A former Amazon worker has filed a class-action lawsuit against the e-commerce company over allegations of mistreatment of workers during the pandemic.

The worker, who was fired from Amazon earlier this year, claimed the company had placed thousands of its employees at risk.

The lawsuit, filed by former Amazon employee Christian Smalls, alleges that the company violated federal civil rights laws. In the suit filed with the U.S. district court in the Eastern District of New York, Smalls is seeking compensation and a court order to force Amazon to implement better protective measures for its workers.

Smalls said he was fired by the company after he organized a protest outside his workplace in Staten Island. He claims that the termination of his employment was unjust and a violation of civil rights laws.
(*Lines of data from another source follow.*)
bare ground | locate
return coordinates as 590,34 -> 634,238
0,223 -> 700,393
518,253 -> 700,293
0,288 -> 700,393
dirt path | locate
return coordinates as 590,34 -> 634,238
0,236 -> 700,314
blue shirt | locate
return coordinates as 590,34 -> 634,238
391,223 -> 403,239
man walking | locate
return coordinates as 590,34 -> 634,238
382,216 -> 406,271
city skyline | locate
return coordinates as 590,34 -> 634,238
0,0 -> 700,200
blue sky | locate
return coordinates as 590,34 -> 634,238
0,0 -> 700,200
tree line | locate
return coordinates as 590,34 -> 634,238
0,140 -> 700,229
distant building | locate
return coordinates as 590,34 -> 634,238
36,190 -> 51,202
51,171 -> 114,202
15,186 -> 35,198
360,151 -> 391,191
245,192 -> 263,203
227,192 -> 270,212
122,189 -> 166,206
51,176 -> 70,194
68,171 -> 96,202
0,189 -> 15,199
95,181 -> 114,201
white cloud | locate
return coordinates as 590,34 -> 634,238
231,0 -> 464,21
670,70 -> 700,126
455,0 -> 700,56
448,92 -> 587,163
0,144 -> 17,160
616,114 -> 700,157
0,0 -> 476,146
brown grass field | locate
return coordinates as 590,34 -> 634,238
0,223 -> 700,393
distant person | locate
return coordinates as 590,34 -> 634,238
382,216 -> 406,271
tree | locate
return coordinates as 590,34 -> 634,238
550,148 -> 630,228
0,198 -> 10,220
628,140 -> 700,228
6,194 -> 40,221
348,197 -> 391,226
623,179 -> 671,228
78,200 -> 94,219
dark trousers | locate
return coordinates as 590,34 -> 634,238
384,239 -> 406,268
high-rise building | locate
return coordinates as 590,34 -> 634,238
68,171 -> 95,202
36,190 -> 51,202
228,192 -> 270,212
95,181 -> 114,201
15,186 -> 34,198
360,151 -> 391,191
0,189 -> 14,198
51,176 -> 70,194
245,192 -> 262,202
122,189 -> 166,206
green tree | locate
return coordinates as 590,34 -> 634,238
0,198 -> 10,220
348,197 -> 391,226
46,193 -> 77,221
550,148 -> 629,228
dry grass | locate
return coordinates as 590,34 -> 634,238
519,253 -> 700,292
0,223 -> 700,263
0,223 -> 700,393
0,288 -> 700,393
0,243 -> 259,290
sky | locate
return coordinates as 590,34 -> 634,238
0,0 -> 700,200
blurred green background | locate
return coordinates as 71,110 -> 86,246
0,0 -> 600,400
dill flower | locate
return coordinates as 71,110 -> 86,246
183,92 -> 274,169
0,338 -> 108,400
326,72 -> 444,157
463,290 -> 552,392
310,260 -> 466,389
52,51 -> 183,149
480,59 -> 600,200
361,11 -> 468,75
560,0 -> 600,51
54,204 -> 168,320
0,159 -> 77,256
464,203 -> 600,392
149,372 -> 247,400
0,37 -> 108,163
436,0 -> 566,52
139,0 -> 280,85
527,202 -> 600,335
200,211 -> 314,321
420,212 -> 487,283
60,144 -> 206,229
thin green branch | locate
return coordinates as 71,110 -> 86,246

Smalls, who started to work for Amazon in 2015, held a midlevel management position. Smalls said he had approached his supervisor to ask for a quarantine order after a colleague tested positive for the virus. His request was denied.

Amazon said Smalls was fired because he violated a quarantine order placed on him by the company when he joined the protest outside its factory.

"We terminated Smalls for putting the health and safety of others at risk and violations of the terms of his employment," Amazon said.

The legal action is the latest against the company's allegedly lax health and safety practices during the pandemic. The company has been accused of forcing workers to continue shifts despite the worsening health crisis.

Amazon argues it placed adequate safety measures and precautions to protect its workforce. It said that hand sanitizer usage, mandatory temperature checks, and social distancing measures had been strictly enforced. Despite its efforts, complaints against the company have continued to emerge.

Last month, Amazon confirmed that close to 20,000 of its workforce had tested positive for the coronavirus. The report highlighted the dramatic toll on front-line workers and their plight to serve the growing demand for the rapid delivery of daily necessities during the height of the pandemic.